Patent vs latent defect. Any issue with the product that the customer could reasonably identify before suffering harm is the customer's responsibility to avoid. The vendor's liability here is the cost of the burger. The vendor is not liable for the harm arising from the customer's failure to look at the food they are about to eat.

The vendor is responsible only for harm caused by defects the customer could not reasonably avoid. Hiddent, latent defects.

If this is a case of subrogation, as I suspect, the customer acquired insurance coverage for the purpose (in part) of mitigating harm due to their own negligence.

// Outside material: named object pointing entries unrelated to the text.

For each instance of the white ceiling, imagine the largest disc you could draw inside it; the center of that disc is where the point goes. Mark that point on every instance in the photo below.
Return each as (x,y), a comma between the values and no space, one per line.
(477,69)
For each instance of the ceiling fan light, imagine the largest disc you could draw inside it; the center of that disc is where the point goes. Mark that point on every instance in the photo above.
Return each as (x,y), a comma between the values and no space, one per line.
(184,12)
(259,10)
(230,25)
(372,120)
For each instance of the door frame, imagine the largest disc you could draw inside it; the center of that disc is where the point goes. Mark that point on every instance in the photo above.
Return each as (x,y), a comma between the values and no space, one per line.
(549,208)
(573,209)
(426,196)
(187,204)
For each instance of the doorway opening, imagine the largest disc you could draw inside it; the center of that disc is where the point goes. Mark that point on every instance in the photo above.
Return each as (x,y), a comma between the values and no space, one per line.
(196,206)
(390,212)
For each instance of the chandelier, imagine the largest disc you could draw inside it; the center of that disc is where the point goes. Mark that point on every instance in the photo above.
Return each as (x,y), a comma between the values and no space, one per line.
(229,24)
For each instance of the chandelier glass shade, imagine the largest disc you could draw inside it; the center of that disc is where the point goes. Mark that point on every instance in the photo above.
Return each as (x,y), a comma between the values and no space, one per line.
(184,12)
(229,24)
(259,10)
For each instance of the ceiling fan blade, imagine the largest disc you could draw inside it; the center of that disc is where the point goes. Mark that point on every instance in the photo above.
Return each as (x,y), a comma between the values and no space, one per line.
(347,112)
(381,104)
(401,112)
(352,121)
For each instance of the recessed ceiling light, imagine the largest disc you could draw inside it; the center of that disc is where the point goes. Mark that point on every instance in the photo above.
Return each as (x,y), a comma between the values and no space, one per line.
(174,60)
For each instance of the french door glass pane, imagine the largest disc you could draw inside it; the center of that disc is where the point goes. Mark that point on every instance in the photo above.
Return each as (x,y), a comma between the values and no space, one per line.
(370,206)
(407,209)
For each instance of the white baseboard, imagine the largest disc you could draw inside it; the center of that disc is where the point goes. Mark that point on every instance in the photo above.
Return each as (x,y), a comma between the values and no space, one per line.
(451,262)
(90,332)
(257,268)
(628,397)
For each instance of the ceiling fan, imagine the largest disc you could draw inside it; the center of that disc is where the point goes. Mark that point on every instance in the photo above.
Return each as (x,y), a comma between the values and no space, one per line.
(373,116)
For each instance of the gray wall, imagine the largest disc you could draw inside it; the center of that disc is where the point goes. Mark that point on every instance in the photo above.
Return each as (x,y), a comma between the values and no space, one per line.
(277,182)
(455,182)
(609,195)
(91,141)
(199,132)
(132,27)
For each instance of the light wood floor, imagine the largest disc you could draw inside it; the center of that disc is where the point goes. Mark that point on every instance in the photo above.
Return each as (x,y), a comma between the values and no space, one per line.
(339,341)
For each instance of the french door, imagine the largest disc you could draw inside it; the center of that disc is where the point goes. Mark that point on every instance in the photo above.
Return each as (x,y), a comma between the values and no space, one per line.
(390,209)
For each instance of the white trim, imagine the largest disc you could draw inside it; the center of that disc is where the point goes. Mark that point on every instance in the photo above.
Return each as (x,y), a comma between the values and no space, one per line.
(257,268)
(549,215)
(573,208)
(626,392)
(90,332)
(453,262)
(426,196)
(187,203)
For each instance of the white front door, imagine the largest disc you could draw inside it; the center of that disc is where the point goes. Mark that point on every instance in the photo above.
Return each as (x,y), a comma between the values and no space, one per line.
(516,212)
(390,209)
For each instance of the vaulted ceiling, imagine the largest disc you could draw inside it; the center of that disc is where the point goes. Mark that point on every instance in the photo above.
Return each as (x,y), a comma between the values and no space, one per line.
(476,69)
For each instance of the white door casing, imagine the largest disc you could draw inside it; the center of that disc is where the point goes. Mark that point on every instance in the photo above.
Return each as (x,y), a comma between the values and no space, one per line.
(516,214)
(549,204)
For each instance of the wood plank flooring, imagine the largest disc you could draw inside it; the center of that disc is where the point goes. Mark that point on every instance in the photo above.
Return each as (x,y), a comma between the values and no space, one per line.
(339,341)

If this is the case, it is that insurance policy that is liable for the harm caused by the customer's failure to verify the burger met their requirements.

[–] ricecake@sh.itjust.works 1 points 4 hours ago (1 children)

That doesn't really sound like an argument that it's frivolous, it sounds like an argument about why the company shouldn't need to pay much. What if the onions weren't obvious? I don't know if they put their onions in a sauce, in the bun or something else.

It's entirely plausible that lifting the bun would have revealed the onions, even most likely. I wouldn't, however, say that the concept of difficult to spot onions is so unreasonable as to say the case is frivolous.

[–] Rivalarrival@lemmy.today 1 points 54 minutes ago* (last edited 52 minutes ago)

I would call it "frivolous" when the primary purpose of a case seems to be for two teams of lawyers to generate billable hours for eachother.